Rover built the SD1 in three different factories in England during its tenure, most notably at Rover’s factory in Solihull where it was the last Rover-badged vehicle produced there. Today that factory builds the Range Rover Sport. Production for foreign markets also occurred in India, and New Zealand. The SD1 was built in two different Series models, a Series I from 1976 to 1982, and Series II from 1982-1986. Though there was great initial excitement for the clean break styling and innovation of the SD1, indifferent build quality, materials, and a “that’ll do” attitude at the factory garnered it a very mediocre reputation very quickly.
In 1980 Rover introduced the SD1 to North America, a return after a decade of absence. Wearing “Rover 3500” badges, all examples were V8 powered and similar to the top-line V8-S trim from the UK. Numerous changes were forced upon Rover by US regulation, most notably fuel injection, ugly exposed headlamps, and big heavy bumpers. Priced with the BMW 5-Series and the Mercedes 300, it was a complete flop. 1980 sales totaled 480, and 1981 (mostly leftover 1980s) saw 774 additional sales. Rover retreated from the market once more and did not return until its one final attempt with the Sterling.

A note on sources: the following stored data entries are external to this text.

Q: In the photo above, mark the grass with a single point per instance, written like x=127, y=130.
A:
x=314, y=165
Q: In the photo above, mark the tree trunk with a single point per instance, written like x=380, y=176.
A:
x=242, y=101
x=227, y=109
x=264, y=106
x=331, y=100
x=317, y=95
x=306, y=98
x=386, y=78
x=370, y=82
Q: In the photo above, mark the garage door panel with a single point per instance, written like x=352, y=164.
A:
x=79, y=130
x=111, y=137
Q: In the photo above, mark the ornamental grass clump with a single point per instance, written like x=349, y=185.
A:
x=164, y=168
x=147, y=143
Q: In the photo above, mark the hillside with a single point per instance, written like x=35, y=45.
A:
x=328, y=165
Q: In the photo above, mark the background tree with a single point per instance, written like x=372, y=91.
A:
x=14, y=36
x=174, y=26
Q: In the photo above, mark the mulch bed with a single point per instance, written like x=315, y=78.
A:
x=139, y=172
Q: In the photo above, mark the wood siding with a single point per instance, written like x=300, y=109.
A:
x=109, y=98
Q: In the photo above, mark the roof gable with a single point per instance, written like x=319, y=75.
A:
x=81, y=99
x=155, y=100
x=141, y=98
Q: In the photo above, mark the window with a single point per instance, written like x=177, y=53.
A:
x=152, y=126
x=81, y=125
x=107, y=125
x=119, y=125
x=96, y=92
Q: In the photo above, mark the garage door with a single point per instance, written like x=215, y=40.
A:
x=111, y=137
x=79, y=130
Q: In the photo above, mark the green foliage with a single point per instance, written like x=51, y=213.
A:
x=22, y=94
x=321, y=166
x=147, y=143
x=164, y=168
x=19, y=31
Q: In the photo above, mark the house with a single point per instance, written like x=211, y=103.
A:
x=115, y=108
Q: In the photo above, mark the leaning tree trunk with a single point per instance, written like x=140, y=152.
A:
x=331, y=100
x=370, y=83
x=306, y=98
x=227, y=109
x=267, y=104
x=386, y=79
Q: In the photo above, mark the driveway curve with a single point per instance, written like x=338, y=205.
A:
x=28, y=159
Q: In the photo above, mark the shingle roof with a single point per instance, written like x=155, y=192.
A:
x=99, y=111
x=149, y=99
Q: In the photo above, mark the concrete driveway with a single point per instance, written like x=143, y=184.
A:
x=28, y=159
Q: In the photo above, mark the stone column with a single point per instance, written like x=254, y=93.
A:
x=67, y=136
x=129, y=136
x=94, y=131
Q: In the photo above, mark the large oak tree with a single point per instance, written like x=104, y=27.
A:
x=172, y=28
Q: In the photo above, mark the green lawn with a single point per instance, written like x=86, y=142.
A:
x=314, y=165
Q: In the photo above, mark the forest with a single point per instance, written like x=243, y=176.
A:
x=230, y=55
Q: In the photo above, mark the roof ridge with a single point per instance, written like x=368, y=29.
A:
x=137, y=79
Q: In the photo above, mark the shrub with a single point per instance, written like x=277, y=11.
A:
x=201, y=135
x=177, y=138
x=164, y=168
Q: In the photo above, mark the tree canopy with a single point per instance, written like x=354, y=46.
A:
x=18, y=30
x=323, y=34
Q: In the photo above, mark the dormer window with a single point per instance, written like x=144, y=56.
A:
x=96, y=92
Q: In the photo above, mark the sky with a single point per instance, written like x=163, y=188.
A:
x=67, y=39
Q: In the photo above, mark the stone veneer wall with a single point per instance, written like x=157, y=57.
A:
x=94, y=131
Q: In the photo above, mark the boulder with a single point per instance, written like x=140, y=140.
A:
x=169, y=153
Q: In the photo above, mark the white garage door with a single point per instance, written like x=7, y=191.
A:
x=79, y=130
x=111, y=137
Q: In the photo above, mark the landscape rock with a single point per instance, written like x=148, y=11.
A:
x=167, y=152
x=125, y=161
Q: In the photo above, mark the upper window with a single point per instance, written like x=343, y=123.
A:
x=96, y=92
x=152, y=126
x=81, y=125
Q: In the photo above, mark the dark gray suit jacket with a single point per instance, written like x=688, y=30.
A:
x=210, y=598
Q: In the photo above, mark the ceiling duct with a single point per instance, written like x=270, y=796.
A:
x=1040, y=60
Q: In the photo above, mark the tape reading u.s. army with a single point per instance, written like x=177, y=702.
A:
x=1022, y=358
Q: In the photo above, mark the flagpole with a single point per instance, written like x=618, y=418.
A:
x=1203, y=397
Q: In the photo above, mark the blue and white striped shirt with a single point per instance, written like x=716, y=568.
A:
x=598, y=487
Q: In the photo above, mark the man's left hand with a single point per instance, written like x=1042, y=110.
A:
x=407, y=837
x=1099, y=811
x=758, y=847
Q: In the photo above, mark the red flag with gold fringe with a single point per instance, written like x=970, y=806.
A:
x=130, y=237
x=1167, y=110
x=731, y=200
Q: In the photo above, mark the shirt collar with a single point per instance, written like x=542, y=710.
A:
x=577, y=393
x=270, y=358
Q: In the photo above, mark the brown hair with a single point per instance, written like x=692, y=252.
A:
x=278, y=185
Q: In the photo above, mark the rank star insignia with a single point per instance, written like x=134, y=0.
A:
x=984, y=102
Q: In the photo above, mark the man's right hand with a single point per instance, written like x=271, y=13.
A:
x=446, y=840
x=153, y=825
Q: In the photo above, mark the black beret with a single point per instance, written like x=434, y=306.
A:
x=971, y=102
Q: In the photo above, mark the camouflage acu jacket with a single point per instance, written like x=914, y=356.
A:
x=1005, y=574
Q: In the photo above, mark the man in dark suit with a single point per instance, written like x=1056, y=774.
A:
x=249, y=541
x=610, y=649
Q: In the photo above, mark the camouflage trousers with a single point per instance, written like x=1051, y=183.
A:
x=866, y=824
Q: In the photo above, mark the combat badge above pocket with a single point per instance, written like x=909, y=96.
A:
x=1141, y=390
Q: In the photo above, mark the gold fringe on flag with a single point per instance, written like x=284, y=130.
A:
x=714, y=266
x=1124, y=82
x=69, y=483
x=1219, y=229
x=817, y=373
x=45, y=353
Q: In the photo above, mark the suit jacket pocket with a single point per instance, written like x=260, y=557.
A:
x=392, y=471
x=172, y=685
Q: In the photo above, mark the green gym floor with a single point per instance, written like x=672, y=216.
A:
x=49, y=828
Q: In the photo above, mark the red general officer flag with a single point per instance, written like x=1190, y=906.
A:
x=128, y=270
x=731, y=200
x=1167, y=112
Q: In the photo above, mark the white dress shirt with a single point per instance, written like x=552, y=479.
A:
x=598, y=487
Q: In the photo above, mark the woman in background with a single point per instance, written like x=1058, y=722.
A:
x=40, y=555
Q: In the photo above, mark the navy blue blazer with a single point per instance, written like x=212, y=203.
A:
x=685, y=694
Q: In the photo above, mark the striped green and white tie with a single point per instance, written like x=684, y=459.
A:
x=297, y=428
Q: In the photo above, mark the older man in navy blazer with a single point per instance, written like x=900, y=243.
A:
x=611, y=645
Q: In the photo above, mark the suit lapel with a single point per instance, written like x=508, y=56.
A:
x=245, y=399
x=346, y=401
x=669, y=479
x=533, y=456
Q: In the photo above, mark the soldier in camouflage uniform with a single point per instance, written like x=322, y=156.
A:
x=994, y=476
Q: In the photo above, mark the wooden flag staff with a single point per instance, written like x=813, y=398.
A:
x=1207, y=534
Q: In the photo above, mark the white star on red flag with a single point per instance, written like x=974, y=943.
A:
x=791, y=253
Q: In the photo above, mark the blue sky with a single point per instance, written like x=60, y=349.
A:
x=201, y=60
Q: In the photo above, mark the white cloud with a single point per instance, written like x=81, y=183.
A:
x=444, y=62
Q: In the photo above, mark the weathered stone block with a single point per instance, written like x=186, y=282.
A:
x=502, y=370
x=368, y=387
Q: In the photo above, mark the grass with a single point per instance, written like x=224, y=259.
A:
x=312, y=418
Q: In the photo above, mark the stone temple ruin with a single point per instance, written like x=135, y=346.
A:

Speaking of which, the Rover-Honda jointly developed 800 series cars replaced the SD1 for 1987, as Rover went front-drive and modern with its new flagship. You probably know the rest. Today’s final year Vanden Plas is a European left-hand drive example. With leather, wood, and lace alloys, it has the Leyland 2.6 inline-six and an automatic. Yours for $15,000.
Myllis on Jun 21, 2021
Fastest SD1, named Vitesse was called Saab Turbo and BMW killer in Germans autobahns. The Rover SD1 saw considerable success in Group A touring car racing in the mid-1980s in Europe. Among its major successes were: - Steve Soper and René Metge won the 1983 RAC Tourist Trophy driving a Rover Vitesse - Andy Rouse won the 1984 British Saloon Car Championship driving a Rover Vitesse. - Jeff Allam and Armin Hahne won the Group A class and finished 12th outright at the 1984 Bathurst 1000 in a Tom Walkinshaw Racing (TWR) Rover Vitesse. - Tom Walkinshaw and Win Percy won six rounds (Monza, Vallelunga, Donington, Silverstone, Nogaro and Jarama) of the 1985 European Touring Car Championship driving a TWR Rover Vitesse. - TWR Rovers won five rounds (Monza, Donington, Anderstorp, Zeltweg and Silverstone) of the 1986 FIA Touring Car Championship. - Kurt Thiim won the 1986 DTM championship (Deutsche Tourenwagen Master) driving a Rover Vitesse. In touring car racing, the 3.5L Rover V8 engine produced approximately 340 bhp.
Boxerman on Jun 21, 2021
I was 16 in 1980 and an uncle bought a v8 one in europe. At the time it felt like it handled better than anything. What did I know being 16. Uncle sold it maybe 18 months later. Throttle cable kept on coming off its cam hinge by the carbs. Bash fell off somehow. Then they couldnt open the hood cause the latch broke etc. Cousin bought a 3 yo 2600, it hardley ran and rusted like a 20 to clunker with bits falling off evrywhere. Bl was a socialsit disaster, the wors build quality you can imagine, TR7 anyone. Sad part is the designers and engineers were really talented and did a lot with the little they had. What could hav been. The brits owned the sports car market in the 60s, but the 70s and 80's kept buiding the MGB cause why spend money on product when workers comitees control and don't think its necessary. How to have quality control when managemnt has no power. If you assume consumers have no choice and gov will just give you handouts its easy to slip into making crap, Fortunately for jaguar the xj6 was so good when designed that it kept the brand alive. Fortunatley for rover the range Raover was inspired and spawned a who genre. These are sucesses in spite of BL.